Although there are limits to the discretion of a trial court in the context of dismissal, we have not found any case involving abuse of discretion which contained such a chronicle of conscious and deliberate delay as do the cases before us. Coon v. Charles W. Bliven & Co., 534 F.2d 44, 48 (5th Cir. 1976) (action for fraudulent misrepresentation) (confusion by plaintiff's counsel concerning instructions as to the time of the calendar call is insufficient grounds for dismissal for lack of prosecution); Graves v. Kaiser Aluminum & Chemical Co., 528 F.2d 1360 (5th Cir. 1976) (employment discrimination action) (plaintiff had not engaged in any delaying tactics prior to his nonattendance at a pretrial conference; dismissal was error); Connolly v. Papachristid Shipping Ltd., 504 F.2d 917 (5th Cir. 1974) (Jones Act suit) (trial court abused its discretion in dismissing case when it accorded a foreign plaintiff too little time to obtain substitute domestic counsel); Brown v. Thompson, 430 F.2d 1214 (5th Cir. 1970) (plaintiff's delay was due to inability to secure certain documents protected by a temporary governmental privilege); Schildhaus v. Commissioner, 370 F.2d 549 (2d Cir. 1966) (petitioner was dilatory only in relation to one issue, thus a dismissal of the entire case was too broad), revg. an unreported order of dismissal of this Court, cert. denied 387 U.S. 924 (1967); Thomas v. Commissioner, 185 F.2d 851 (6th Cir. 1950) (trial court unreasonably denied petitioner's first motion for continuance and thereupon granted a motion to dismiss when petitioner could not proceed with his case), remanding an unreported order of dismissal of this Court.
These cases now before us are unusual in that Freedson was present for trial. Even though dismissal for failure properly to prosecute will normally arise where a party fails to appear at trial, this Court has, under Rule 123(b), previously dismissed a case involving an appearing petitioner. Robert E. Wade, 34 T.C.M. 1023, 44 P-H Memo. T.C. par. 75,236 (1975). The Court acted in a similar manner under our former Rules. Montgomery v. Commissioner, 367 F.2d 917 (9th Cir. 1966).

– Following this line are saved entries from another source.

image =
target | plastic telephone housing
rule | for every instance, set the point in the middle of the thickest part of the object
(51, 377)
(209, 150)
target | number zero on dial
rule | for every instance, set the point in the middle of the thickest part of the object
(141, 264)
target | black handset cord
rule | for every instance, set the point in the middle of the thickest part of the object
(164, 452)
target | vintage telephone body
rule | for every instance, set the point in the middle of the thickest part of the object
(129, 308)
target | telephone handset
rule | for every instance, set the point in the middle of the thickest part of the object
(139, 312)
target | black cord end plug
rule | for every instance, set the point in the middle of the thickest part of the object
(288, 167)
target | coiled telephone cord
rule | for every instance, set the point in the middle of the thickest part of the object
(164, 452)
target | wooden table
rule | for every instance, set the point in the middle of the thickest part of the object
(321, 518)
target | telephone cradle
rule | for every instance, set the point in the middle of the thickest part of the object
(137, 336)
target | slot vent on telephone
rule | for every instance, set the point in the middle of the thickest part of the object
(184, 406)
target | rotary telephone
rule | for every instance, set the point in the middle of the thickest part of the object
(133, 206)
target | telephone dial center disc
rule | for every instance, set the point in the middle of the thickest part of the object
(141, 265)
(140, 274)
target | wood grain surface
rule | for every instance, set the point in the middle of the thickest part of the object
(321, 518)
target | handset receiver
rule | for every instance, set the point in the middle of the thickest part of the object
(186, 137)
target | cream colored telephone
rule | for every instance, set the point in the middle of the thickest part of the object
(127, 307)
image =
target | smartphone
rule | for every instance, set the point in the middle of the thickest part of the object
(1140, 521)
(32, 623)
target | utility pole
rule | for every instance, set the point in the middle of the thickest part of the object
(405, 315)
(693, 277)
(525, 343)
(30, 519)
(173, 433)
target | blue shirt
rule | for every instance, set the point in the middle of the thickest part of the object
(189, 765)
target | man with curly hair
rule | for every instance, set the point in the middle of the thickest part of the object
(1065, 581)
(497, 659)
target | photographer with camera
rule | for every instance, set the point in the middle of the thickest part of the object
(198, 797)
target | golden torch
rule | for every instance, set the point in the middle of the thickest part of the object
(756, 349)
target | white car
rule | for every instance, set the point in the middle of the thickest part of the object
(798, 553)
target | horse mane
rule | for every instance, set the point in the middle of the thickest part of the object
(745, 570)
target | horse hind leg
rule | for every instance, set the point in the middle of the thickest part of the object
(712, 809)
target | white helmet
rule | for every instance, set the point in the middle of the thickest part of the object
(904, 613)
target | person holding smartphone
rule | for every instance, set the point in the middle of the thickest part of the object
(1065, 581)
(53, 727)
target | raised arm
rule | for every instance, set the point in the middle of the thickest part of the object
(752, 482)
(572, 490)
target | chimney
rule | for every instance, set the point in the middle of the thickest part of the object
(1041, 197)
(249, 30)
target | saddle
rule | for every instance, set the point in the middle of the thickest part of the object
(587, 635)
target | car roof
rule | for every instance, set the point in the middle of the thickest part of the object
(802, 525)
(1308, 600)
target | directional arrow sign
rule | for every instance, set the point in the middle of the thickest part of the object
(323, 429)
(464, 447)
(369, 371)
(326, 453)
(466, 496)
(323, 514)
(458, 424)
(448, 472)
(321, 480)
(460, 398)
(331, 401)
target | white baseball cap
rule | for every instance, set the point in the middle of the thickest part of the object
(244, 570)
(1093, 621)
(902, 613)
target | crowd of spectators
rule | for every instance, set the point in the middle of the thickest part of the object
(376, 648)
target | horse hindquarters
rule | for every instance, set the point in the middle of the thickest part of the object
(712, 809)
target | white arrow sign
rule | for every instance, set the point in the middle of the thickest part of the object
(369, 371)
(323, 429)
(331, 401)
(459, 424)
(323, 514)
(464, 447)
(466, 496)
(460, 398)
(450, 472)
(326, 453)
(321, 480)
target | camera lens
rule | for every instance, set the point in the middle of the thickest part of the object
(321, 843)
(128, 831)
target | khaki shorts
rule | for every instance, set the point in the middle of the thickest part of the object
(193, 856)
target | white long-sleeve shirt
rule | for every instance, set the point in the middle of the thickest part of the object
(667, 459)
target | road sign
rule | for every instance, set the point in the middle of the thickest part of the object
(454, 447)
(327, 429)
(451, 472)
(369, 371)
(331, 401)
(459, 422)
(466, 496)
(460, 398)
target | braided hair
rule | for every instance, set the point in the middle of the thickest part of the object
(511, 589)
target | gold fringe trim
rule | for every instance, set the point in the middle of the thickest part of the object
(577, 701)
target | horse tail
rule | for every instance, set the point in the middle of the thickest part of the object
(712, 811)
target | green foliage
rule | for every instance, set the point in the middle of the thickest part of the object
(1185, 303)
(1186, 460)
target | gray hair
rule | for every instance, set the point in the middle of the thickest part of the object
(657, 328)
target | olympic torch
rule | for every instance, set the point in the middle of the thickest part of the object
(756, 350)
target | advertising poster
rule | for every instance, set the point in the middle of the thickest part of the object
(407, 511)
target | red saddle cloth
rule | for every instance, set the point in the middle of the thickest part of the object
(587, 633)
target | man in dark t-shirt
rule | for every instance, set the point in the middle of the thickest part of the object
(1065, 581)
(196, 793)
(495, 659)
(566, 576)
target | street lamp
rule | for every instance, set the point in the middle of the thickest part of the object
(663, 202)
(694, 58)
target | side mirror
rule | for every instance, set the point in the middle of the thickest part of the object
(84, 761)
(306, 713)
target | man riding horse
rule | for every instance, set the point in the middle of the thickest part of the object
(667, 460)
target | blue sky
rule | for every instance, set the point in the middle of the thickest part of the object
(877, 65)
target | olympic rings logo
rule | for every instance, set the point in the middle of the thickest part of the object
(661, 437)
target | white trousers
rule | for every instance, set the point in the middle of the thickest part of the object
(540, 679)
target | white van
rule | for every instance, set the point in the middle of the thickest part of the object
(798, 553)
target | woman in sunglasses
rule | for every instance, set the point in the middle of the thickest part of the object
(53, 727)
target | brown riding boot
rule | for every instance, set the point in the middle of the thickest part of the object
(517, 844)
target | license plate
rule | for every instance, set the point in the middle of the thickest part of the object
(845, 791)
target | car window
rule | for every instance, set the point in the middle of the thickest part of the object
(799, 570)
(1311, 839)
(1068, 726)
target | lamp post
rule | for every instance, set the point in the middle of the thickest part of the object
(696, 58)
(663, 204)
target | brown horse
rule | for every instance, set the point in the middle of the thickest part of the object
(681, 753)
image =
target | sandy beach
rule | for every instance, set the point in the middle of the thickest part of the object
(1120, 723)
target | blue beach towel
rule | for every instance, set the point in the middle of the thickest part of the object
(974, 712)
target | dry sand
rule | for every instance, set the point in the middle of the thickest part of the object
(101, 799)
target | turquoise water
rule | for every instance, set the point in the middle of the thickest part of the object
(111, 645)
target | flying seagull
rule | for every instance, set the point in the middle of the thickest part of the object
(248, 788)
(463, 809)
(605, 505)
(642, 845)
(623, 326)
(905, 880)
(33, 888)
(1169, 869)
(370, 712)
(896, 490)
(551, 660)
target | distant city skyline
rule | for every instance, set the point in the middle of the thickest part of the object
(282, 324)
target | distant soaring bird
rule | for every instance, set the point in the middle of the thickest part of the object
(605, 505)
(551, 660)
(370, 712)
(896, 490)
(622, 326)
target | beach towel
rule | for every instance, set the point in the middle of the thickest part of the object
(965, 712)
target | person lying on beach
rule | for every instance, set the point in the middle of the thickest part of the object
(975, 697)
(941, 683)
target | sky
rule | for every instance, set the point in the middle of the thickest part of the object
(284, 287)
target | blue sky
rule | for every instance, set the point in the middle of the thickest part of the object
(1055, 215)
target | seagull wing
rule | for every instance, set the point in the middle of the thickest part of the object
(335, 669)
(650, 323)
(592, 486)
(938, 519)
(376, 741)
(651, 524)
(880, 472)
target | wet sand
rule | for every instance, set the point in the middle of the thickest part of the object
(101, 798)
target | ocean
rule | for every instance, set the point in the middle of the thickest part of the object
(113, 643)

After viewing the events in this case, we think the record contains ‘ample justification for believing that the taxpayer had pursued a studied course of defiance of the government and its taxing authorities.’ (Fn. ref. omitted.) Montgomery v. Commissioner, supra at 920. As the Ninth Circuit Court of Appeals in the Montgomery case went on to state:
If a substantial body of Americans displayed the taxpayer's disdainful attitude toward tax obligations, our government would be rendered powerless to provide the service and protection which its citizens have come to expect and enjoy. In seeking to impose more delay upon that which his own lack of responsibility had already created, the taxpayer urged the Tax Court, in effect, to confer upon him a benefit which nearly all those who support the nation cannot enjoy and which they are usually too proud and respectable to seek. Montgomery v. Commissioner, supra at 920. We refuse to confer this benefit upon petitioners.
Appropriate orders of dismissal and decision will be entered.